The Plausible Wrong Answer
If users skim the output rather than auditing it, then the error that matters isn’t the one that looks wrong — it’s the one that looks right. An obviously broken value is almost harmless: a date where a dollar amount should be, a garbled string, a number with too many digits. The skimming user’s eye snags on it precisely because it’s incongruous, and they fix it. The tool made a mistake, but the mistake announced itself. The truly costly error is the plausible one: a value that’s the right type, in the right range, formatted correctly, and simply wrong. Nothing about it interrupts the skim, so it passes straight through into the user’s real work wearing the disguise of a correct answer.

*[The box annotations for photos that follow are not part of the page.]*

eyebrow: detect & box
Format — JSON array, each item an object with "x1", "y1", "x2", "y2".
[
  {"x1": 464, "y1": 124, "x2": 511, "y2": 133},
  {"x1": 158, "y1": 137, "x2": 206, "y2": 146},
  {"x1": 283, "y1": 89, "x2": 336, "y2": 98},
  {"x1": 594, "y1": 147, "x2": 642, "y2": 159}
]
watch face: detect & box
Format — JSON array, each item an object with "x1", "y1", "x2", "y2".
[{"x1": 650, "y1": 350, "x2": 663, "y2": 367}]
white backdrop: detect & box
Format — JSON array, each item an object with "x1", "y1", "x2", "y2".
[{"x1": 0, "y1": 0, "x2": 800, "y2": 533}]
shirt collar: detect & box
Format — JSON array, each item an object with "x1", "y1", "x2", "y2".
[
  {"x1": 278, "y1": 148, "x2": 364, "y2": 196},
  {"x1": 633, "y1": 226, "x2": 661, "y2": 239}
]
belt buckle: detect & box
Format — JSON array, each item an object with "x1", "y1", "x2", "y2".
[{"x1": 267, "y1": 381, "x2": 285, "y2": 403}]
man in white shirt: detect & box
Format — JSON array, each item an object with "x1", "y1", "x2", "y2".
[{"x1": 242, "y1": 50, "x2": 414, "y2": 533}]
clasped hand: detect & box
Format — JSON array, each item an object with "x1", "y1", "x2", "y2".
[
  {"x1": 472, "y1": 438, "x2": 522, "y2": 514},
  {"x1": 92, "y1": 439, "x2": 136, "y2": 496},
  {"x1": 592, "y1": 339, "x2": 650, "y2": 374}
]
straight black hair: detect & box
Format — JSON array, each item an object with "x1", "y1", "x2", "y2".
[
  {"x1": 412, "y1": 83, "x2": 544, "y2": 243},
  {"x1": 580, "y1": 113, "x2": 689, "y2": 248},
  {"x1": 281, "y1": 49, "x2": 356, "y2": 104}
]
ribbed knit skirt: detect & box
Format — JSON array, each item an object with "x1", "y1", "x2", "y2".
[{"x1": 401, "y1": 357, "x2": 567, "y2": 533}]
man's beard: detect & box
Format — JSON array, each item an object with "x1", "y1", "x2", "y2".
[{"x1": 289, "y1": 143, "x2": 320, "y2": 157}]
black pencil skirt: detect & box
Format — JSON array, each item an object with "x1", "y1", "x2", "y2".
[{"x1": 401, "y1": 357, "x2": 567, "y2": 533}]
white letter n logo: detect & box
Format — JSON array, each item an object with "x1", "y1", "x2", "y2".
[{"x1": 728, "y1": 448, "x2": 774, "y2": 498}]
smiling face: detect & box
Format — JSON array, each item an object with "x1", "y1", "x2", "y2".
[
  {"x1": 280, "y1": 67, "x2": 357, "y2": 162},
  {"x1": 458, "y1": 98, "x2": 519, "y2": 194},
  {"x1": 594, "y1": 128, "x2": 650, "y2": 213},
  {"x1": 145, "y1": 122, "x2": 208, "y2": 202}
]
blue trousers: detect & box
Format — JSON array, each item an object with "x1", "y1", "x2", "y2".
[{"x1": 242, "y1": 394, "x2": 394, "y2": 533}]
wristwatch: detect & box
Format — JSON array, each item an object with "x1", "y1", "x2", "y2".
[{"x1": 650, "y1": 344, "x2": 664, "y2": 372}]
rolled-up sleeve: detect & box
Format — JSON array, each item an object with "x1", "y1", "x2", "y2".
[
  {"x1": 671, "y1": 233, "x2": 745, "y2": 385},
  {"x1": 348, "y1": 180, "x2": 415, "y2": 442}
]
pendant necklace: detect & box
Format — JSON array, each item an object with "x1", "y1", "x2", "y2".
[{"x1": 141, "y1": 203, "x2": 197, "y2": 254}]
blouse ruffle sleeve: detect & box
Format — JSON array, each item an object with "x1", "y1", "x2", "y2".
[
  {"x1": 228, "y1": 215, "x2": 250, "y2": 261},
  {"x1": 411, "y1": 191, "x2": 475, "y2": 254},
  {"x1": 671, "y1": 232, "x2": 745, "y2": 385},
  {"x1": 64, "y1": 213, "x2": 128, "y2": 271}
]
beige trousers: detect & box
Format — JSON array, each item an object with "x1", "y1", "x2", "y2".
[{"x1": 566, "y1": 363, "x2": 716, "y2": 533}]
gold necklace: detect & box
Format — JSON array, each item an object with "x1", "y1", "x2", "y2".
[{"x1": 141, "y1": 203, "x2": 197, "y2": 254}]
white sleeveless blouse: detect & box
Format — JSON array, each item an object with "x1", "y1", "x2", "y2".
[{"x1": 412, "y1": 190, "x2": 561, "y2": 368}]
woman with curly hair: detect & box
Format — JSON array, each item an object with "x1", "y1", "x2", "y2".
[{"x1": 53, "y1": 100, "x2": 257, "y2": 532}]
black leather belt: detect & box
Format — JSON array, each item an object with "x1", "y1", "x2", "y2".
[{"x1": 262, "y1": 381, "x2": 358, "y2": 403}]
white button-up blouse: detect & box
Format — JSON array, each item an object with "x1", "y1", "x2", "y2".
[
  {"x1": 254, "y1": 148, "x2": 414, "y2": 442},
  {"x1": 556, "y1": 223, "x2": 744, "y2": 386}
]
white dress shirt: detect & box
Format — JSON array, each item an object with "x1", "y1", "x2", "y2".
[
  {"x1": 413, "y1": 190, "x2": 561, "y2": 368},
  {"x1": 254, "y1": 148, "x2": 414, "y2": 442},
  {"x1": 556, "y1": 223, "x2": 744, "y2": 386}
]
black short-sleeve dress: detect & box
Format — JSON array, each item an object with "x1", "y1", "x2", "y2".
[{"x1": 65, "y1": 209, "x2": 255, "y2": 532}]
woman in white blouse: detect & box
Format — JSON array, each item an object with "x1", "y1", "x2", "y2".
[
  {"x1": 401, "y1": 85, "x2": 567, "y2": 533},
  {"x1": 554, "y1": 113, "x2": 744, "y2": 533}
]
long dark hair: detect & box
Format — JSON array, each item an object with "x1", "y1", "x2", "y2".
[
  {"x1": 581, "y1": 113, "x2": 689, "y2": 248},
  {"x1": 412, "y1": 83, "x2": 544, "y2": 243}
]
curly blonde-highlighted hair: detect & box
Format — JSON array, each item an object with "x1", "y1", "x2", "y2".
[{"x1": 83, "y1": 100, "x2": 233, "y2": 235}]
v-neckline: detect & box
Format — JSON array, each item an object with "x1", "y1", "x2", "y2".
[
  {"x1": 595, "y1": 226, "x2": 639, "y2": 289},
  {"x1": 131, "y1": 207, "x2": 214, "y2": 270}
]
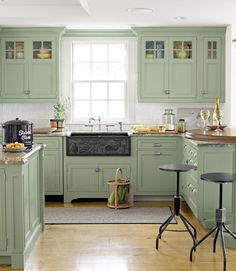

This inverts the intuition about which errors to fear. A tool’s worst failures, ranked by damage, aren’t its most visibly broken outputs — they’re its most confident-looking incorrect ones. An extracted figure that’s off by a transposition but still looks like a normal figure. A field pulled from the wrong row of a table that happens to contain a value of the right shape. A number that’s correct except for a unit the tool silently assumed. Each of these is plausible by construction, which is exactly what makes it dangerous: plausibility is the property that lets an error survive the only review it’s going to get.
The design implication is that a tool can’t treat all of its outputs as equally trustworthy just because they all look equally finished. The output that’s most likely to be a plausible-wrong-answer — pulled from an ambiguous layout, extracted against a low-quality scan, sitting at the edge of what the model is sure about — needs to be marked as such even though, on its face, it looks as clean as every other field. The tool knows things about its own uncertainty that the rendered value doesn’t show. Throwing that knowledge away and presenting a shaky extraction identically to a rock-solid one is how a plausible error gets laundered into a trusted fact.
There’s a quieter discipline here too: the tool should be more suspicious of its own clean-looking results, not less. It’s tempting to flag only the outputs that look messy, because those are the obvious candidates for error. But the messy ones are self-policing — the user catches them. The effort is better spent detecting the outputs that look fine but rest on a weak foundation, because those are the ones the human review won’t catch. A tool that only surfaces uncertainty when the result also happens to look uncertain is covering the case that didn’t need covering.
The general lesson is that error visibility and error cost are inversely related when a human skims. The bugs that show are cheap; the bugs that hide are expensive. A tool that wants to be genuinely reliable in real use has to spend its effort on the hidden ones — on catching and surfacing the plausible wrong answer before it slips through the glance — rather than on polishing away the obvious mistakes the user was always going to fix anyway. Make the dangerous errors visible, because the visible errors were never the danger.